Data Management

Insight Lake data management service enables data administrators to ingest data from various sources, validate, standardize, clean, enrich and process to provide value to business users.

Prepare and Ingest data

Ingest data in minutes from anywhere and any type without writing code. Prepare, cleanse, and enrich using code-free data wrangler and built-in transformation plugins. Blend data from traditional RDBMS to Data Warehouse to Hadoop.

  • Kafka - Real time streams
  • DB - Oracle, MySQL...
  • FTP, SFTP
  • FILE - Manual upload
  • Email
  • S3, HDFS
  • API
  • Custom - Build custom connector

Drag & Drop Visual Data Pipeline Designer

Data management service UI provides drag and drop visual designer, where components can be dragged from the palette and connected together to form complex data pipelines.
Data pipeline components are classified in following categories:

  • Sources - FTP, API, DB, Kafka, HDFS, S3, Files etc
  • Processor - AWS command, Shell, API
  • Transformers - Join, Unions, Transpose, Mapping, SQL Commands, Custom Spark
  • Sinks - FTP, API, DB, Kafka, HDFS, S3, Files etc

Automation

Created data workflows can be scheduled to run always or at specified schedule. Flow explorer shows the running data jobs and their operational data gets captured for Ops teams exploration.

Explore data

Ingested or transformed data stored at any location like Kafka, HDFS, S3, Hive, MySQL, Oracle, SOLR etc can be explored easily using an intuitive data explorer.

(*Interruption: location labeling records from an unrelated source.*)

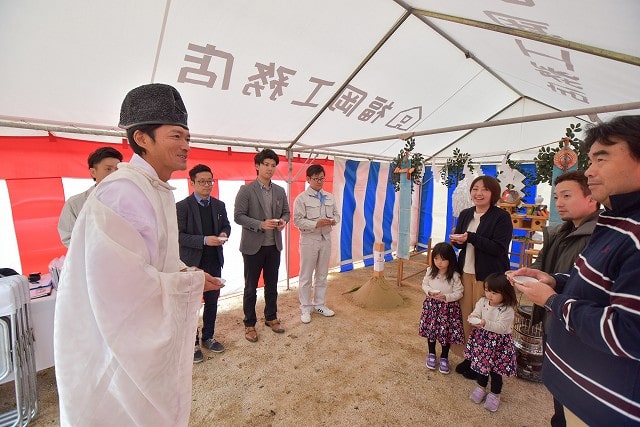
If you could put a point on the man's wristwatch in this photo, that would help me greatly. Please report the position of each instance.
(549, 302)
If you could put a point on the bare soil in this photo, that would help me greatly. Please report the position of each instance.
(362, 367)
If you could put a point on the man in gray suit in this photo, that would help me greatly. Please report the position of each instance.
(203, 228)
(262, 210)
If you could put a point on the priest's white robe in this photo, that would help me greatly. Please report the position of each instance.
(124, 322)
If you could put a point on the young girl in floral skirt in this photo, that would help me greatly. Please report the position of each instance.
(490, 347)
(441, 318)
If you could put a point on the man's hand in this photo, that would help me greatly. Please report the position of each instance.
(216, 240)
(324, 222)
(458, 238)
(539, 275)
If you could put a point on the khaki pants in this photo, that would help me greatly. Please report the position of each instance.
(473, 291)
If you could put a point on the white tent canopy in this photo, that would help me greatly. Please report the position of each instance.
(323, 76)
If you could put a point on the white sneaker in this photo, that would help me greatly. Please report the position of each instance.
(305, 317)
(324, 311)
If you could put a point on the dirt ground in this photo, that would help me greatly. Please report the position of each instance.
(360, 368)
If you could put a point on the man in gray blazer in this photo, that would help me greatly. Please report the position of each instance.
(203, 228)
(262, 210)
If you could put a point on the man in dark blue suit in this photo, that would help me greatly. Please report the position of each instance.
(203, 228)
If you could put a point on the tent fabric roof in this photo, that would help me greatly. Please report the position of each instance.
(309, 76)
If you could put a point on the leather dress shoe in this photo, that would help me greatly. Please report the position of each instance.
(250, 334)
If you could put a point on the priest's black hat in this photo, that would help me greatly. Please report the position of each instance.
(153, 104)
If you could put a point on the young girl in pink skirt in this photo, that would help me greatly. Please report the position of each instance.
(490, 347)
(441, 318)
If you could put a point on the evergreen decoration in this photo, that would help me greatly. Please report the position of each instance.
(453, 170)
(544, 159)
(529, 176)
(417, 163)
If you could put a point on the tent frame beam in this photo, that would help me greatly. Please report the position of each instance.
(486, 124)
(543, 38)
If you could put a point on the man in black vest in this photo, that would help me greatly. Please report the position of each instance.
(203, 228)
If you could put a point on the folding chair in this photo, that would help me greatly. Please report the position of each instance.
(17, 355)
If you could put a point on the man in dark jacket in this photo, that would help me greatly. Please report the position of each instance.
(203, 228)
(592, 357)
(563, 243)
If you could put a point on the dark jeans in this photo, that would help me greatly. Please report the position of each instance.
(496, 382)
(267, 262)
(210, 311)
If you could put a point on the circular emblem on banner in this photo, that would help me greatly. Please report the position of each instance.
(564, 159)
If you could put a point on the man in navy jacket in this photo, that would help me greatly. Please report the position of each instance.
(592, 358)
(203, 228)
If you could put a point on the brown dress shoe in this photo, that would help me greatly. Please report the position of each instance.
(250, 334)
(275, 326)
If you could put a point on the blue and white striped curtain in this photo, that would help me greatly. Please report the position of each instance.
(369, 209)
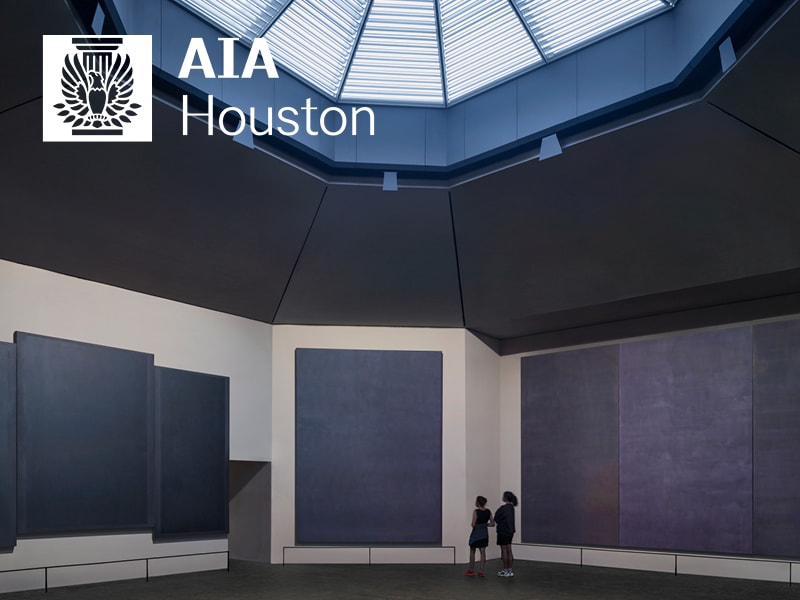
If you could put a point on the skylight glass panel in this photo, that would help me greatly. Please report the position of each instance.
(397, 58)
(561, 26)
(245, 19)
(314, 40)
(484, 42)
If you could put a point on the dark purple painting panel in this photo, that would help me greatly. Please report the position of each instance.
(8, 445)
(686, 469)
(368, 466)
(776, 413)
(570, 444)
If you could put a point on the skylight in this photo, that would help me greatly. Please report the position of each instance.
(420, 52)
(397, 57)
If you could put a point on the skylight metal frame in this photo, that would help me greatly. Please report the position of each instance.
(271, 12)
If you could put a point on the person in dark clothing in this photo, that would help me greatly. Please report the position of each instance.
(479, 538)
(504, 519)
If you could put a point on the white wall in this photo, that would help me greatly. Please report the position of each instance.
(180, 336)
(451, 342)
(483, 429)
(510, 430)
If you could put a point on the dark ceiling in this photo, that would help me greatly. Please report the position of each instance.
(687, 219)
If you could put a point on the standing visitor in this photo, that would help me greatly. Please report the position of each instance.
(504, 519)
(479, 538)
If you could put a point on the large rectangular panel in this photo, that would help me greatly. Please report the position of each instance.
(686, 442)
(368, 447)
(8, 445)
(731, 567)
(191, 453)
(250, 493)
(641, 561)
(83, 574)
(776, 452)
(570, 490)
(85, 415)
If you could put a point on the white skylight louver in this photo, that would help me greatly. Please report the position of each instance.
(484, 42)
(314, 40)
(423, 52)
(397, 57)
(561, 26)
(245, 19)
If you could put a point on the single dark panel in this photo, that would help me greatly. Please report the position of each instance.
(191, 454)
(8, 445)
(368, 447)
(570, 442)
(85, 415)
(776, 457)
(686, 469)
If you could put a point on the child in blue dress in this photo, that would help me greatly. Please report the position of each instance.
(479, 538)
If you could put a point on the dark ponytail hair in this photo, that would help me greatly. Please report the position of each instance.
(510, 497)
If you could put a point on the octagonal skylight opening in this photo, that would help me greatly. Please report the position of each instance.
(419, 52)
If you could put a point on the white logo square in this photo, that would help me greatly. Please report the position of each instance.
(97, 88)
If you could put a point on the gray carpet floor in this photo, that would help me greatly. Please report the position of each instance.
(542, 581)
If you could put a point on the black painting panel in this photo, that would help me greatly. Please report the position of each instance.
(368, 447)
(570, 444)
(686, 442)
(776, 457)
(8, 446)
(85, 417)
(191, 454)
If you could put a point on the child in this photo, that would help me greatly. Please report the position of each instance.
(479, 538)
(504, 517)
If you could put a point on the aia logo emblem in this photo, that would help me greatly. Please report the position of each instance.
(97, 88)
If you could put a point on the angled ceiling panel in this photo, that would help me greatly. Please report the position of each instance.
(397, 57)
(606, 223)
(377, 258)
(22, 25)
(763, 88)
(198, 219)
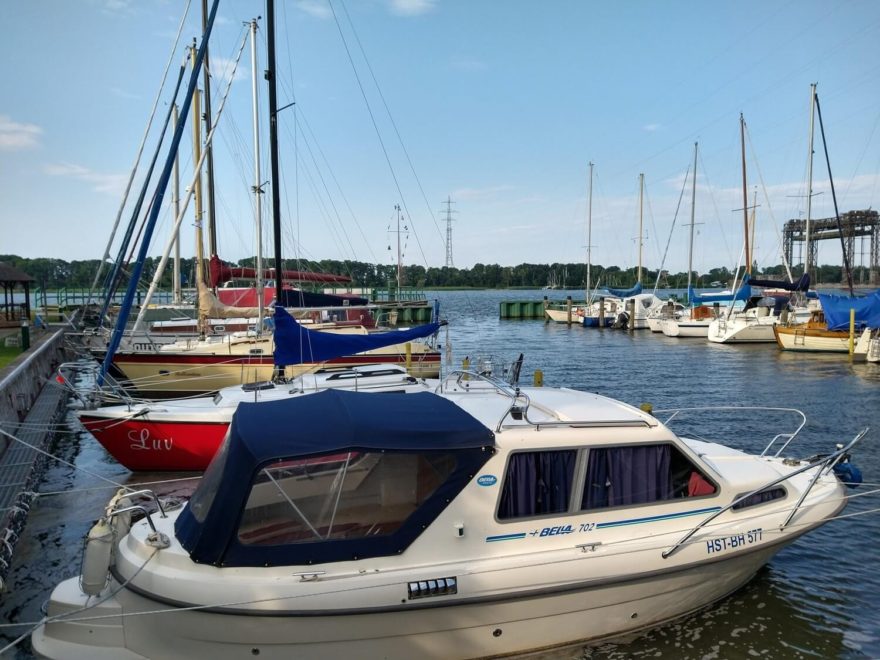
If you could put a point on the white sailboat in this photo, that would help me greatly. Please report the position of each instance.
(593, 311)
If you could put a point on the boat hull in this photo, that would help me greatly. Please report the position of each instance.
(686, 329)
(140, 444)
(495, 626)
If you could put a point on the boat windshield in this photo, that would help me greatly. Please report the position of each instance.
(348, 495)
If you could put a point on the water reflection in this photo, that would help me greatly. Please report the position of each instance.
(817, 598)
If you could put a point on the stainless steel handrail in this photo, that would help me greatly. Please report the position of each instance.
(821, 466)
(789, 436)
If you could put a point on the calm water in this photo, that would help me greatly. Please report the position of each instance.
(817, 599)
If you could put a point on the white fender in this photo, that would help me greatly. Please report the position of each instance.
(96, 558)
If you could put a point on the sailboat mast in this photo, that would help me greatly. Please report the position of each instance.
(175, 204)
(273, 146)
(693, 218)
(397, 208)
(846, 265)
(197, 206)
(209, 172)
(641, 209)
(258, 203)
(742, 139)
(589, 231)
(810, 180)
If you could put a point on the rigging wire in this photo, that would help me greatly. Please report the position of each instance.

Explorer also provides features like highlighting rows/cells, adding tags and notes, which could be used for capturing additional information about data at cell level.

Visualize

Ingested or transformed data can be easily visualized by creation of dashboards using Dashboard service. Basic charts like Histogram, Pie, Line, Donut, Tables, Maps etc can be easily created. Complex charts like Tree, Summary, Pivot, Linked tables, Force directed graphs can also be used.

Charts could be built on top of any data source like Kafka, Database, SOLR, Elastic Search, Hive etc.

Realtime charts could be used for operational dashboards.

Data Reconciliation

Data Reconciliation feature enables comparison of two data sets, which results in matching and non matching records. Data reconciliation can be done at various places, for example:

1 Source to target matching - In a data pipeline end step could be provisioned to check if target data store reflects all the source records. If records match that means data pipeline has properly processed all the records, otherwise something went wrong during the process.

2 Matching records from different data sources - Data validation/reconciliation can be done between two data sources, which could be built by separate data pipelines.

Data reconciliation can be automated to run at pre defined period to check the data consistency.

Drill down feature allows checkin what parent table records were used in formation of subject table's mismatched record. This helps in finding the gaps easily.

Data Adjustment

Data adjustment feature allows adjustment/update capability using UI. It also captures audit information like who changed, when, what changed, why change was done and who approved the change.

Approval Workflow

All changes related to data like data pipeline flows, reconciliation jobs, adjustments etc follow an approval/governance process where data steward/admin reviews and approves the change then only effect is materialized.

Template Migration

Data management allows migration of data pipeline templates, reconciliation jobs from lower environment to upper like DEV to QA to PROD by following approval process.